Des politiciens libanais ont eu le privilège d'assister aux mâtines de prière pour la nation célébrées début février, à Washington en présence du président américain et de son gouvernement. Une cérémonie traditionnelle suivie d'un petit déjeuner convivial. Ils ont saisi cette occasion pour s'entretenir avec nombre de responsables US, qui ont tous avancé cette double assurance : soutien indéfectible à un Liban démocratique libre, à ses institutions légales comme à son armée ; et aucun arrangement, notamment entre Israël et la Syrie, qui se ferait aux dépens de notre pays. Des thèmes et des termes que Kerry a encore plus développé dans ses déclarations de Beyrouth, en leur donnant, à dessein, beaucoup de consistance en limitant ses rencontres au président de la République, au chef du gouvernement et au leader du Courant du futur, pour ignorer avec superbe tous les prosyriens, Nabih Berry compris. Ce qui a offusqué le ministre des AE Faouzi Salloukh.

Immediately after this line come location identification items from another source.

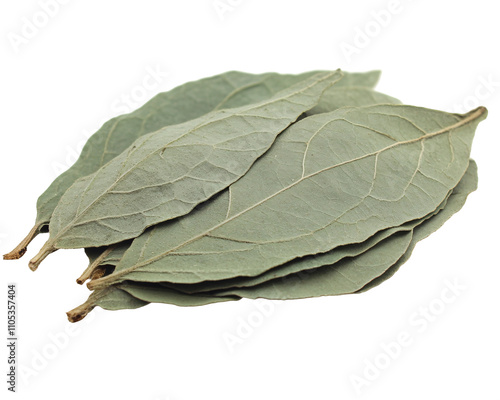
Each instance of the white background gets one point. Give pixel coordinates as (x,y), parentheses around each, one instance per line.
(73,74)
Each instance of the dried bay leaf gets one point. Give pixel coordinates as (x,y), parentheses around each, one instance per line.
(335,97)
(306,263)
(165,174)
(367,270)
(130,295)
(457,200)
(181,104)
(301,199)
(348,276)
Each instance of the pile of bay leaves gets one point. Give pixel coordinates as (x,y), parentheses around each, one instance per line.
(256,186)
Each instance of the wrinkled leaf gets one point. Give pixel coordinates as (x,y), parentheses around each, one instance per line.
(181,104)
(165,174)
(366,270)
(335,97)
(328,181)
(375,265)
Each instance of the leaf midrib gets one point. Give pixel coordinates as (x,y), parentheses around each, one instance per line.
(201,125)
(469,118)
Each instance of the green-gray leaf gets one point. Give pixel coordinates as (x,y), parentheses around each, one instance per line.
(165,174)
(181,104)
(335,97)
(366,270)
(377,167)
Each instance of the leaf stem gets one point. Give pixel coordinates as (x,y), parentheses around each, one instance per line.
(87,274)
(80,312)
(42,254)
(20,249)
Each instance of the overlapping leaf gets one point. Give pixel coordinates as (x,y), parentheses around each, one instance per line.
(165,174)
(181,104)
(301,199)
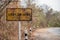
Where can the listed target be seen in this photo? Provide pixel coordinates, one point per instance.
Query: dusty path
(46, 34)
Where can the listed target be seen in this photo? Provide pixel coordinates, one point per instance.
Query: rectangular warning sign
(18, 14)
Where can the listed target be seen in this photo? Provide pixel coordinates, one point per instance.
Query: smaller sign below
(19, 14)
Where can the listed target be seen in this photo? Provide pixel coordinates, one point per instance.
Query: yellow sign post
(18, 14)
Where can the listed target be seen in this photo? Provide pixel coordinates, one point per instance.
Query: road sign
(18, 14)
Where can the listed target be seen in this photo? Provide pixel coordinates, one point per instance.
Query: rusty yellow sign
(18, 14)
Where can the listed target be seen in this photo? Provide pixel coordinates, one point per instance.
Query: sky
(54, 4)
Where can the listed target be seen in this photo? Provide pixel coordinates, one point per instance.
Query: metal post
(19, 30)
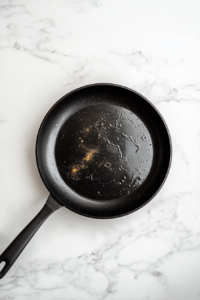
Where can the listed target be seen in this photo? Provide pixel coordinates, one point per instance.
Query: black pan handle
(16, 247)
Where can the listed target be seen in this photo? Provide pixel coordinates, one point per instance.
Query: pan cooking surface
(104, 152)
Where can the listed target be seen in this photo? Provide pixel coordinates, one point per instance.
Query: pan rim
(159, 114)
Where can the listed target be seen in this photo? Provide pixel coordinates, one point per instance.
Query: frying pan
(103, 151)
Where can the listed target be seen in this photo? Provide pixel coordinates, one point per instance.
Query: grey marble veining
(48, 48)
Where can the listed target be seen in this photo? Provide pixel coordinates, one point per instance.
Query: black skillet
(102, 151)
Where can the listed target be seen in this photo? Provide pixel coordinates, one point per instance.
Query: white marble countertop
(48, 48)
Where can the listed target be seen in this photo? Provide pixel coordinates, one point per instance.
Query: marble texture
(48, 48)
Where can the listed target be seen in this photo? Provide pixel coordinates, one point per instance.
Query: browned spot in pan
(76, 169)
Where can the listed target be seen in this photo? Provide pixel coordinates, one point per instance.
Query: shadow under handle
(16, 247)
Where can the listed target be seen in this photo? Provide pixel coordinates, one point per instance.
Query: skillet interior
(103, 151)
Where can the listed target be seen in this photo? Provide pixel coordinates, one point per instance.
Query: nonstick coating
(103, 151)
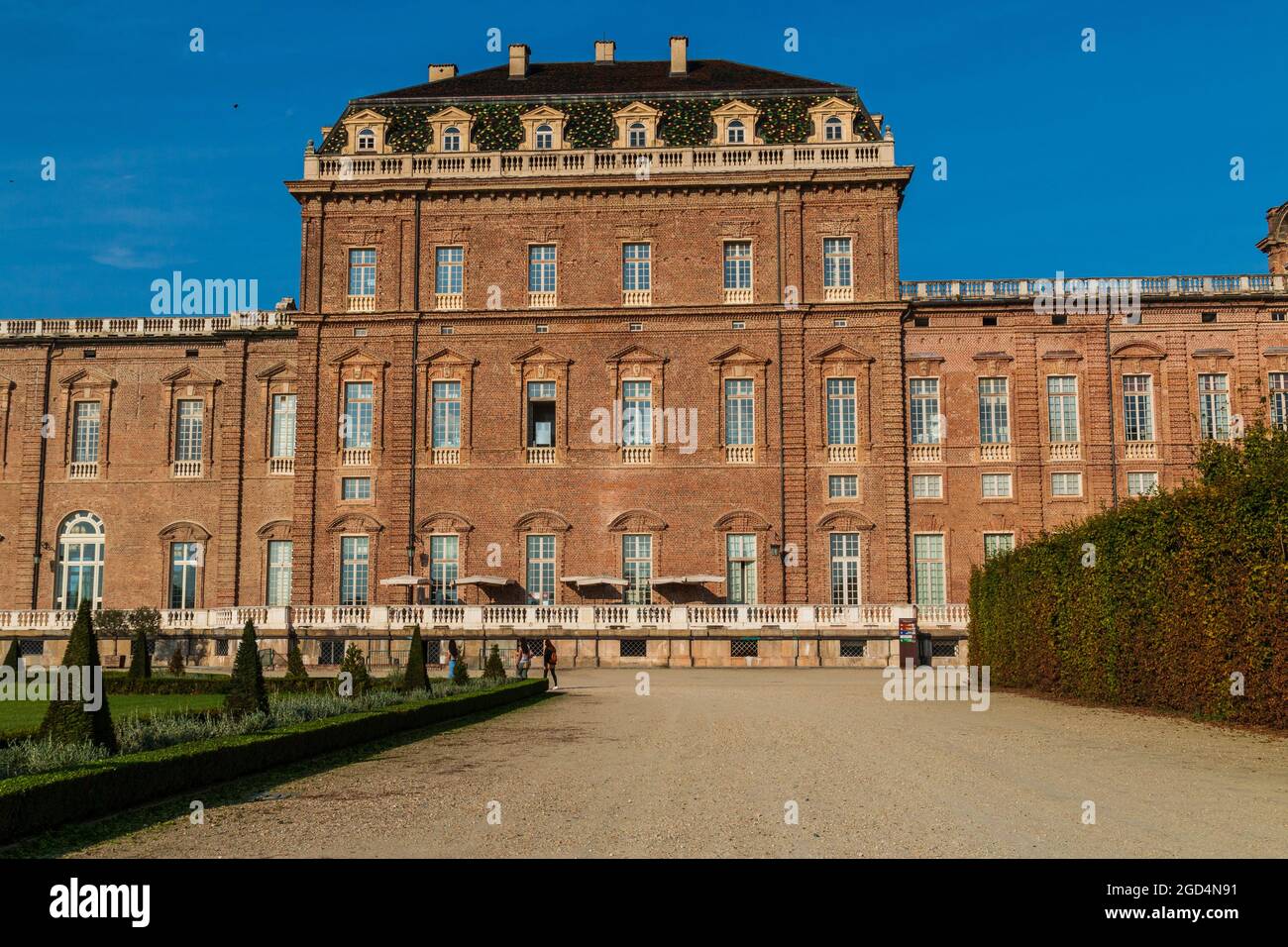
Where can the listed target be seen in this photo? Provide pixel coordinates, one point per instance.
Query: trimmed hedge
(1186, 590)
(31, 804)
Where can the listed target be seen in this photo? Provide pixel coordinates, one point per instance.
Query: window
(1067, 484)
(353, 570)
(362, 272)
(282, 438)
(446, 414)
(996, 484)
(845, 569)
(739, 411)
(443, 569)
(541, 414)
(928, 569)
(541, 570)
(78, 575)
(1141, 482)
(450, 270)
(541, 268)
(356, 488)
(836, 263)
(737, 264)
(1215, 407)
(741, 553)
(842, 486)
(635, 266)
(1063, 408)
(1137, 407)
(184, 560)
(841, 411)
(927, 486)
(999, 543)
(993, 428)
(85, 434)
(1279, 399)
(636, 412)
(357, 414)
(638, 569)
(281, 556)
(923, 410)
(187, 442)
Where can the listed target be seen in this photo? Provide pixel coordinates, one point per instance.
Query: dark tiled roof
(563, 78)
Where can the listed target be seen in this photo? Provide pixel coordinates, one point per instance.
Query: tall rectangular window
(184, 560)
(86, 415)
(1063, 408)
(739, 411)
(837, 263)
(282, 441)
(841, 411)
(993, 423)
(923, 410)
(845, 569)
(1137, 408)
(446, 397)
(741, 557)
(1215, 407)
(443, 569)
(362, 272)
(450, 270)
(638, 569)
(188, 432)
(357, 414)
(737, 269)
(928, 569)
(281, 554)
(353, 570)
(541, 268)
(636, 412)
(541, 570)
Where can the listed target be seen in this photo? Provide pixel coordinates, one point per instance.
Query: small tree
(493, 669)
(249, 693)
(68, 722)
(416, 678)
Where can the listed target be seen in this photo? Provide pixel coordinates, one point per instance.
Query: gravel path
(706, 764)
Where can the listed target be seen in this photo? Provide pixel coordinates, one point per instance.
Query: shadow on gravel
(244, 791)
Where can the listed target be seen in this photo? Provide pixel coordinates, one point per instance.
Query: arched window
(78, 574)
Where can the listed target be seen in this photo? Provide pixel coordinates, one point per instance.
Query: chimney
(679, 55)
(518, 60)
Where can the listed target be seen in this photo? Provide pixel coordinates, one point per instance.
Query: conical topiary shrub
(416, 678)
(68, 722)
(249, 693)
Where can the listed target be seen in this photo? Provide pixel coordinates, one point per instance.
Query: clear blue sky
(1107, 162)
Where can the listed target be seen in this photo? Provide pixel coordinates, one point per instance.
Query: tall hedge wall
(1157, 603)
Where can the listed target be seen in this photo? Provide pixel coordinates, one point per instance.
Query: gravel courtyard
(707, 762)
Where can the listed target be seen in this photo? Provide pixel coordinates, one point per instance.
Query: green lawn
(25, 716)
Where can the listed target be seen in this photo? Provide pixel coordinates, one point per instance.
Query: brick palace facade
(612, 352)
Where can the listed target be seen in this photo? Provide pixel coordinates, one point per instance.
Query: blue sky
(1107, 162)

Un député majoritaire interprète le modus operandi de Kerry comme un message signifiant aux prosyriens du cru, tout comme à Damas, qu'il est erroné de miser sur une révision de la politique américaine par rapport au cas libanais. Que les constantes US sont, sur ce point précis, aussi solides que celles de Bkerké ou de Baabda. Et que s'il y a changement, c'est uniquement sur la méthode.
Cependant à Damas, on entend les choses différemment. Selon des témoins fiables, les responsables syriens tiennent actuellement le langage suivant : « Kerry va être le premier émissaire américain de tout premier plan à venir nous voir. Nous allons écouter ce qu'il a à nous dire et à nous proposer, tout en restant bien disposés, car dans ses discours, notamment lors de son investiture, le président Obama assure que la politique américaine à l'égard de la Syrie va changer. Il nous faut savoir en quoi et comment. Il reste que pour notre part, nous ne changeons pas de ligne, ce sont eux qui le font. »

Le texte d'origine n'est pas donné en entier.